Notice that both your unions and your prosperity are in the past tense. Much of the heavy industry which paid such good wages were unionized right out of existence. That is why the unions have lost membership so dramatically. That, and the fact that for the remaining unionized companies, foreign competition provides a ceiling, limiting union demands and results.
It is absurd nonsense to think that raising the minimum wage does not have an inflationary effect, and inflation affects the poor and unemployed the hardest.
 
I find it mind-boggling that the propertarian plunderers in this thread don't grasp the fact that if the minimum wage had kept up with inflation, no one would ever had thought of requiring insurance companies to cover offspring through 25 years of age, because those offspring would be able to earn enough to take care of themselves. Back when the minimum wage was $2.50/hr, that was enough to move out on your own, getting an apartment and a vehicle and insurance. To achieve the equivalent earning today, a person has to pull in on the order of $34k/yr.

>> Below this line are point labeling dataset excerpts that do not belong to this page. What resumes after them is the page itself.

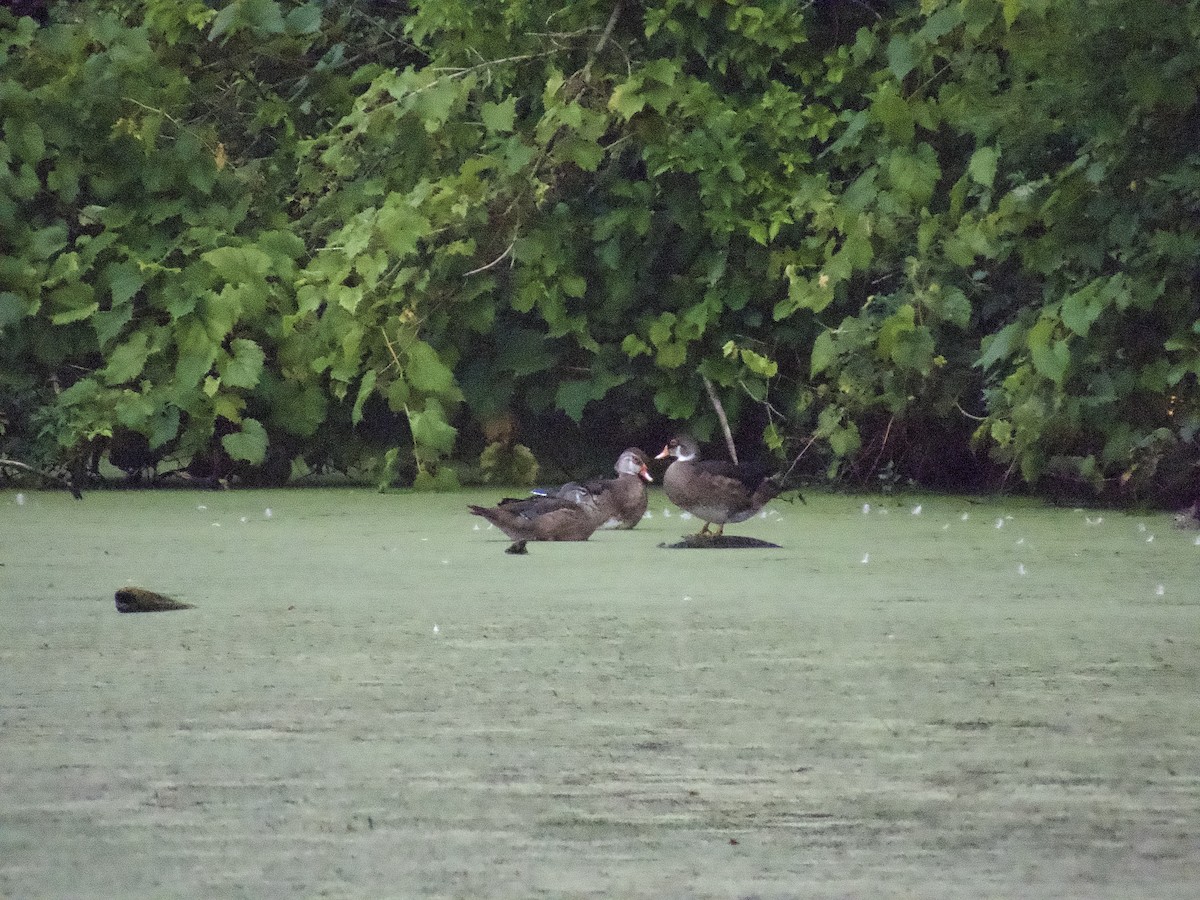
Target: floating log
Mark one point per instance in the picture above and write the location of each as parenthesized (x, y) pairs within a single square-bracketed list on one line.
[(141, 600), (720, 541)]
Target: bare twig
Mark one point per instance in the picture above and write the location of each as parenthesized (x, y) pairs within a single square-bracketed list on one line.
[(508, 250), (972, 417), (604, 39), (720, 414), (803, 450)]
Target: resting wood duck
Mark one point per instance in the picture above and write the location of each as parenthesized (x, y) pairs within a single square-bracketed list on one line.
[(621, 499), (713, 490), (543, 519)]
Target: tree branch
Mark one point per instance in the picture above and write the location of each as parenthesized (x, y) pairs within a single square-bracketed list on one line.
[(720, 414)]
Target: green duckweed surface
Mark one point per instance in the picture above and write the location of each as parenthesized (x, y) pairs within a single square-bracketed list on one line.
[(371, 699)]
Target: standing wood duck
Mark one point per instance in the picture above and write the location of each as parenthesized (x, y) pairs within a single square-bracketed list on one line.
[(713, 490), (543, 519), (622, 499)]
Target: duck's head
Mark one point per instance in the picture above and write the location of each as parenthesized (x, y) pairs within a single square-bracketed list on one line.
[(681, 448), (634, 462)]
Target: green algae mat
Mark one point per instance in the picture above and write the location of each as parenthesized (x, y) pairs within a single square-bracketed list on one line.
[(925, 697)]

Nonsense. Buying votes by confiscating from some and giving to others would be the Democrat agenda under any circumstances.
 
You can't have it both ways: either corporations have to pay people enough to live on, or the government is going to have to step in and make up for their delinquency. I don't care which -- except that corporations paying what they do is an affront to human dignity and an insult to the founding principles of this country.

What tripe. Nobody has to do anything. Companies should be free to pay what the jobs are worth, and employees are free to accept or reject those wages. None of which is any business of the government. It's not their job to "step in" and make up for anything.